2. Trigger a pipeline run:
- CLI: `stella db jobs run source:kev:fetch --and-then source:kev:parse --and-then source:kev:map`
- REST: `POST /jobs/run { "kind": "source:kev:fetch", "chain": ["source:kev:parse", "source:kev:map"] }`
3. Verify the metrics exposed by meter `StellaOps.Feedser.Source.Kev`:
- `kev.fetch.attempts`, `kev.fetch.success`, `kev.fetch.unchanged`, `kev.fetch.failures`
- `kev.parse.entries` (tag `catalogVersion`), `kev.parse.failures`, `kev.parse.anomalies` (tag `reason`)
- `kev.map.advisories` (tag `catalogVersion`)
4. Confirm MongoDB documents exist for the catalog JSON (`raw_documents` & `dtos`) and that advisories with prefix `kev/` are written.
### 2.4 Production Monitoring
- Alert when `kev.fetch.success` goes to zero for longer than the expected daily cadence (default: trigger if `rate(kev.fetch.success[8h]) == 0` during business hours).
- Track anomaly spikes via `kev.parse.anomalies{reason="missingCveId"}`. A sustained non-zero rate means the upstream catalog contains unexpected records.

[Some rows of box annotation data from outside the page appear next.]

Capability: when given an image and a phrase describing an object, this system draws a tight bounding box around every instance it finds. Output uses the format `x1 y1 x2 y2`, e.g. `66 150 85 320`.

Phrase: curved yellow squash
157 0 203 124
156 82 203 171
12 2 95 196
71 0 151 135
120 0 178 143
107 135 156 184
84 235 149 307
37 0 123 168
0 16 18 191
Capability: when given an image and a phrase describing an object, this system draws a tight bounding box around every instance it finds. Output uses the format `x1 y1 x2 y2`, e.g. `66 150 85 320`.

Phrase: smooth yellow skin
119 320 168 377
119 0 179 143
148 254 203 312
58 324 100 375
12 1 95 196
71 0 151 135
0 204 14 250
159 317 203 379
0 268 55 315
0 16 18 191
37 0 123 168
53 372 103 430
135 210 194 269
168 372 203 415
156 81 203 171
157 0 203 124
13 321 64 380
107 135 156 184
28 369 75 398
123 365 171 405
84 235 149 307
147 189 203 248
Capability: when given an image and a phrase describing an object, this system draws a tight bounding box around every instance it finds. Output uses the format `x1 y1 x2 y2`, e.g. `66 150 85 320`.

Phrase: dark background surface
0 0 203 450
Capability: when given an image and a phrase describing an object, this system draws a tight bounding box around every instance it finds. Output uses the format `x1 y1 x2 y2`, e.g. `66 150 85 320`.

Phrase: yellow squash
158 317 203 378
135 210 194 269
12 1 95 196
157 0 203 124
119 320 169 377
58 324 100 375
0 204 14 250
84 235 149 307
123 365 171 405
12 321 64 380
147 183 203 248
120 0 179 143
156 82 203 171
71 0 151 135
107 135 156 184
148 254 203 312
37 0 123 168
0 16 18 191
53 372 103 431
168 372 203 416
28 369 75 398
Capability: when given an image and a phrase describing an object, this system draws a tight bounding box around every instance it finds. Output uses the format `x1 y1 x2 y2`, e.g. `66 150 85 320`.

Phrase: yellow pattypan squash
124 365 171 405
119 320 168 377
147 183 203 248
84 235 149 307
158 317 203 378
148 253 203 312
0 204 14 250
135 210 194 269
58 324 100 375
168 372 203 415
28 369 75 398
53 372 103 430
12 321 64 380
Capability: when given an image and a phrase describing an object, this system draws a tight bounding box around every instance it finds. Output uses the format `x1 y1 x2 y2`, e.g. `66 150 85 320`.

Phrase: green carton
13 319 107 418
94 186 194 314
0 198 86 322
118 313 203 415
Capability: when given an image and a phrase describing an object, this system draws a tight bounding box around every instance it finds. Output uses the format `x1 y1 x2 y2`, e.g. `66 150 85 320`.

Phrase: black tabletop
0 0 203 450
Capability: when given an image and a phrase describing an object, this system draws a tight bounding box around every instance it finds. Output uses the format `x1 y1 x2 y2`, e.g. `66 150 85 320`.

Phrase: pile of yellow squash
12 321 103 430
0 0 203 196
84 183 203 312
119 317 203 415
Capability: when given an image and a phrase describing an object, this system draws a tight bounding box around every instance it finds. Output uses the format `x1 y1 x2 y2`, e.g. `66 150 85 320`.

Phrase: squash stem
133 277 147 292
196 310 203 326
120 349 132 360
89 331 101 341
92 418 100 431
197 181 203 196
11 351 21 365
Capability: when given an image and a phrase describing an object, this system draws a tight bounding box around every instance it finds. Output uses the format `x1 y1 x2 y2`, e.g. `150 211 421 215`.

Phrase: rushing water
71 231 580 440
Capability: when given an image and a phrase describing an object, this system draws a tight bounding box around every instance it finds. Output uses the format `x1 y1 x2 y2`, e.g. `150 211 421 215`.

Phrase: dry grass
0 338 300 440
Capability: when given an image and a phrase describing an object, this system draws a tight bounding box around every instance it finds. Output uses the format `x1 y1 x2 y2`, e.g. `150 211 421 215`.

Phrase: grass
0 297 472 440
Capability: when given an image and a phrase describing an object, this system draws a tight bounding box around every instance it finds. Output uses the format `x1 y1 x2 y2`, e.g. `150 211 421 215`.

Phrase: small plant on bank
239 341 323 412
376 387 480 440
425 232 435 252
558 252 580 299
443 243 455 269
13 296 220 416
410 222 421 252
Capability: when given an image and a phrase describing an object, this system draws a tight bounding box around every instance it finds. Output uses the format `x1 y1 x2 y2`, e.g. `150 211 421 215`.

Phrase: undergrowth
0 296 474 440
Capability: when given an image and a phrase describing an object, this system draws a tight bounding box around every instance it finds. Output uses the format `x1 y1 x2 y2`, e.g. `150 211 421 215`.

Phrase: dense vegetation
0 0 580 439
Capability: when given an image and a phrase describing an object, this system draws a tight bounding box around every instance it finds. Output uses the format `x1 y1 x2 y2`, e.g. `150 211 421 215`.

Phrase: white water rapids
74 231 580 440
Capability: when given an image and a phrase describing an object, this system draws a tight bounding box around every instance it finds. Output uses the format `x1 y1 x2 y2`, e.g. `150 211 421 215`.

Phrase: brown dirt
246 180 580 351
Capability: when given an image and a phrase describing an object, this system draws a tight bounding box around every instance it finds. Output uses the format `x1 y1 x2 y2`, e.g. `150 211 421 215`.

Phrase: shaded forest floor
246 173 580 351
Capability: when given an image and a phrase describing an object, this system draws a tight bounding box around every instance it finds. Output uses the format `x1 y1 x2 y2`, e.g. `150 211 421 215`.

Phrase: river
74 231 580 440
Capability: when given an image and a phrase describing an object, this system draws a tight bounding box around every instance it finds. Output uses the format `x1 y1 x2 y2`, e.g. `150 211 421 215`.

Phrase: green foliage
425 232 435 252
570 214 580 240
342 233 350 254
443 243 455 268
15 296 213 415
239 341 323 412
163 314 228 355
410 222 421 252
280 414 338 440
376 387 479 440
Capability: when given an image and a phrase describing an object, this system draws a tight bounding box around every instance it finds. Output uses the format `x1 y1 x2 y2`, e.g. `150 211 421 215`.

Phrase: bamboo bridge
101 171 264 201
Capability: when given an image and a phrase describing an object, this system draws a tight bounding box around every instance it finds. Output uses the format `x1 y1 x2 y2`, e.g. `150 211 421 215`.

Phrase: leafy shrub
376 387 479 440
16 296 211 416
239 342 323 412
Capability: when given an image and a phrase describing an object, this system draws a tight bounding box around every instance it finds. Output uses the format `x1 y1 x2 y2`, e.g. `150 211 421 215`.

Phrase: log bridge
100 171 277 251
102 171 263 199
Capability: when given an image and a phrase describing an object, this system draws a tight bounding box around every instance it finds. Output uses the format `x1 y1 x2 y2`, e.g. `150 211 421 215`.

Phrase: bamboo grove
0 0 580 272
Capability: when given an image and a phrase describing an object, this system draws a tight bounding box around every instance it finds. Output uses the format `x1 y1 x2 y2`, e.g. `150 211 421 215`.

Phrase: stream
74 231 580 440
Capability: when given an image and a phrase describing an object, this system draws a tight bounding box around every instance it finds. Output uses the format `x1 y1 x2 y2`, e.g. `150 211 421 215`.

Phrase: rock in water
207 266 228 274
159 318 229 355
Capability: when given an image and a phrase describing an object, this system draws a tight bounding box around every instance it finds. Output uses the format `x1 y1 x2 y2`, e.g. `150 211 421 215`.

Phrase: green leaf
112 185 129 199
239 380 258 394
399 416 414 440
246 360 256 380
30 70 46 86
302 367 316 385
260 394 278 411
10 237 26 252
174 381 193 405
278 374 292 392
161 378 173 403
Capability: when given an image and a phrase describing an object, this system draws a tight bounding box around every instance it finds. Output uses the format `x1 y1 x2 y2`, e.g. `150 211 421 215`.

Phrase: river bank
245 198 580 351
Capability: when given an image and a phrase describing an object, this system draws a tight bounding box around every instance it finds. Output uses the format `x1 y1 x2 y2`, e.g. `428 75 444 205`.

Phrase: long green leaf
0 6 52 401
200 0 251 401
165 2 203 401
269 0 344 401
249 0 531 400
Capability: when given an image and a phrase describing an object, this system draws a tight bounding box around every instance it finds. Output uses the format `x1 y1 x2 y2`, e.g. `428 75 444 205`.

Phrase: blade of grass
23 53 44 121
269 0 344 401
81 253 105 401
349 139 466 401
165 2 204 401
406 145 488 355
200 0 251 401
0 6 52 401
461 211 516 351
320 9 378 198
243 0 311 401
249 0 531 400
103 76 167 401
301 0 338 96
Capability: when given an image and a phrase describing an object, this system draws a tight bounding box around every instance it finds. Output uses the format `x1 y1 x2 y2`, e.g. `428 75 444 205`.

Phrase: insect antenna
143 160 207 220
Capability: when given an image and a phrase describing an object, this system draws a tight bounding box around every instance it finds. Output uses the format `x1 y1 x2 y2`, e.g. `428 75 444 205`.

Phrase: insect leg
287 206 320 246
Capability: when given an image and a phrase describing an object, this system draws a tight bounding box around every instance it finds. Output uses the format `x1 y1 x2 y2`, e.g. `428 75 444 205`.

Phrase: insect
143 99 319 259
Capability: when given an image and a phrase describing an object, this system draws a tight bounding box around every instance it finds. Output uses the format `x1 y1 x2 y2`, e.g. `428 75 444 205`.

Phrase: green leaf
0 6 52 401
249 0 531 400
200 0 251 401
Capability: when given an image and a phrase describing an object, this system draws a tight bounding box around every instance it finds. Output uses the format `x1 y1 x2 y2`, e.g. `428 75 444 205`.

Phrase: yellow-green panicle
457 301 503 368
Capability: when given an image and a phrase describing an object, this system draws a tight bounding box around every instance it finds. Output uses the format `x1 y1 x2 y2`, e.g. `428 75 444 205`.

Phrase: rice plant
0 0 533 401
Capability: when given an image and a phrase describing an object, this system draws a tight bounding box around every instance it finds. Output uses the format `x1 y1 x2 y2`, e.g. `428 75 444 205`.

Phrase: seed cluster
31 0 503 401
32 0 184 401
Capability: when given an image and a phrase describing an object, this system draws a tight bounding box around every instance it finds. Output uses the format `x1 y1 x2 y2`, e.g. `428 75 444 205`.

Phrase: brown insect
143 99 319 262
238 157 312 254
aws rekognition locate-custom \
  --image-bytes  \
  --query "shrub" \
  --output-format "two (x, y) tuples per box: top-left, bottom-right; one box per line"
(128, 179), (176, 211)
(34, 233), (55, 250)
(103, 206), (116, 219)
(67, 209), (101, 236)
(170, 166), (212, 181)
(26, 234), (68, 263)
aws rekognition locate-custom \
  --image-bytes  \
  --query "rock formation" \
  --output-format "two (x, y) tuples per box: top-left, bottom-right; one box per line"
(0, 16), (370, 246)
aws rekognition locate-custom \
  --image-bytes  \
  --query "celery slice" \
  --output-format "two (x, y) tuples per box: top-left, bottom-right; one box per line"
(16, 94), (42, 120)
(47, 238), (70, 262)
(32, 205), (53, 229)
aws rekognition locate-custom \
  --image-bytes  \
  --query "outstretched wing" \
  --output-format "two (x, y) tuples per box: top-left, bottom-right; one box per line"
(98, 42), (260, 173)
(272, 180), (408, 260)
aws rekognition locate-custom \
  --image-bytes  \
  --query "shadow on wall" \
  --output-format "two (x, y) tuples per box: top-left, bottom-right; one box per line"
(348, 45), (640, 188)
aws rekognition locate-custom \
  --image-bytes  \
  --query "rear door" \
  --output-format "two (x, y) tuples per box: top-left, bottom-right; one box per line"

- The connector logs each validated catalog: `Parsed KEV catalog document … entries=X`. Absence of that log alongside consecutive `kev.fetch.success` counts suggests schema validation failures—correlate with warning-level events in the `StellaOps.Feedser.Source.Kev` logger.
### 2.5 Known good dashboard tiles
Add the following panels to the Feedser observability board:
| Metric | Recommended visualisation |
|--------|---------------------------|
| `kev.fetch.success` | Single-stat (last 24h) with threshold alert |
| `rate(kev.parse.entries[1h])` by `catalogVersion` | Stacked area highlights daily release size |
| `sum_over_time(kev.parse.anomalies[1d])` by `reason` | Table anomaly breakdown |
## 3. Runbook updates
- Record staging/production smoke test results (date, catalog version, advisory counts) in your teams change log.
- Add the CVE/KEV job kinds to the standard maintenance checklist so operators can manually trigger them after planned downtime.
- Keep this document in sync with future connector changes (for example, new anomaly reasons or additional metrics).